Blueprint decided to move forward with a proof-of-concept, taking the first two steps towards building their AI system. Blueprint rallied its clients and obtained a small dataset that could be used for testing.  Electric Brain then got to work researching deep-learning technology on this dataset.

After much experimentation, taking advantage of the latest machine learning techniques, Electric Brain discovered a 4 layered recurrent neural network that performed effectively on this task.

 

It was proven, for the first time, that it’s possible to automatically detect relevant regulations and controls for parts of IT project plans. This validated the concept and was a tremendous first step towards automating compliance review using AI technology.

The project is now proceeding to the second phase. Blueprint is procuring a much larger dataset from its clients, from which we will train a joint deep neural network and integrate it into the product. Implementation of the technology is expected to save Blueprint clients a total of $1.3 million dollars per year in their efforts to comply with government regulation.

HR Proof of Concept

The client is an entrepreneur and owner of a recruiting firm. He is interested in starting a new business to offer AI powered recruiting.

 

The first step in building the business was to show the viability of applying AI tech to just a single part of the recruitment process: screening. The client would build this as their MVP and ultimately launch it into the marketplace. So to test whether AI technology was viable, the client approached Electric Brain to build the proof of concept.

 

Electric Brain worked with the client to extract a dataset of resumes from their prior recruiting efforts.

 

Electric Brain then went to work testing out different algorithms that could be used for AI based resume screening. After a few hiccups testing out different kinds of deep-learning architectures, we eventually settled on a classic data modelling technique which worked very effectively.

 

We were able to show that our algorithm picked the same candidates for interview as a recruiter did 9 times out of 10, and that it always picked the candidate they eventually hired.

 

With only a small investment, the client was able to prove the viability of their AI technology before investing heavily in building a full product. The client is now proceeding with the second phase of the project, which is to build out an MVP.

Sensibill

The founder of Electric Brain, Bradley Arsenault, was formerly the Head of Research at Sensibill Inc, a local Toronto based startup.

 

When Bradley started working with Sensibill, they were a lowly startup with just the original two founders, a sales oriented CEO and a tech oriented CTO. Their technology for understanding receipts was primitive and based on hard-coded logic.

 

The basic problem for Sensibill was to take an image or an email of a receipt and to convert it into structured, database data.
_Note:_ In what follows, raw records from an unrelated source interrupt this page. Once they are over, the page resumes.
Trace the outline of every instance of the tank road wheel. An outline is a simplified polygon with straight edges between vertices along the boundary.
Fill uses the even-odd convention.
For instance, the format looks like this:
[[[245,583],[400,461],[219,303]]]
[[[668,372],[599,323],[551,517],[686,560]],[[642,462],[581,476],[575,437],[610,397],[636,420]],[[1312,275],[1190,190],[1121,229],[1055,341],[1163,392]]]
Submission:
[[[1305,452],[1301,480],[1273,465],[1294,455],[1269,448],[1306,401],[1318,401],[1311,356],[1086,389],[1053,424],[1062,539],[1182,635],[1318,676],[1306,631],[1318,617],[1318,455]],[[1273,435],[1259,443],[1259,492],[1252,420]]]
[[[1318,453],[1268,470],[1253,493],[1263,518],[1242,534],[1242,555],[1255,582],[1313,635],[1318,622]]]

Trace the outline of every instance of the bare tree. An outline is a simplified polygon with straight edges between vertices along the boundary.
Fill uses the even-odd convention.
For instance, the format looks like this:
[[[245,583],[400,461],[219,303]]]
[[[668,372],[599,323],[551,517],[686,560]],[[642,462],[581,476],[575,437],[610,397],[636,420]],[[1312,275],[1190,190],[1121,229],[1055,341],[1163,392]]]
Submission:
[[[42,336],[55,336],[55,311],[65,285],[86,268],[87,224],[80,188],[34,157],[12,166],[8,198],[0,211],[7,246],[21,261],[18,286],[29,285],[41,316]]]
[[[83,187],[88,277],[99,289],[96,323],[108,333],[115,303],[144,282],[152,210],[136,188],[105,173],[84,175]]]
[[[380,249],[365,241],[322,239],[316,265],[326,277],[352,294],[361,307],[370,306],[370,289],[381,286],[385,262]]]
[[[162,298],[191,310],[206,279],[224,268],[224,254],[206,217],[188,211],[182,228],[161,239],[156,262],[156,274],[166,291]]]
This is something that has been done with computers for 20 years using OCR technology, but most other products were only able to reliably extract the merchant name, the date and the total.

Under Bradley’s guidance, Sensibill built out an annotator and started creating an annotated receipt dataset. Many different algorithms were tried during this period, from automatically inferred rules, through to decision trees, through to nearest-neighbor algorithm over a set of hand crafted features, and eventually onto deep learning. With each iteration, the algorithm improved in accuracy and its resilience to errors, eventually achieved an average of 97.4% character level accuracy.

 

Based on this data-extraction technology, Sensibill went on to become fast growing startup and a world leader in receipt technology built for banks. Sensibill recently raised $17 million from various venture capital firms.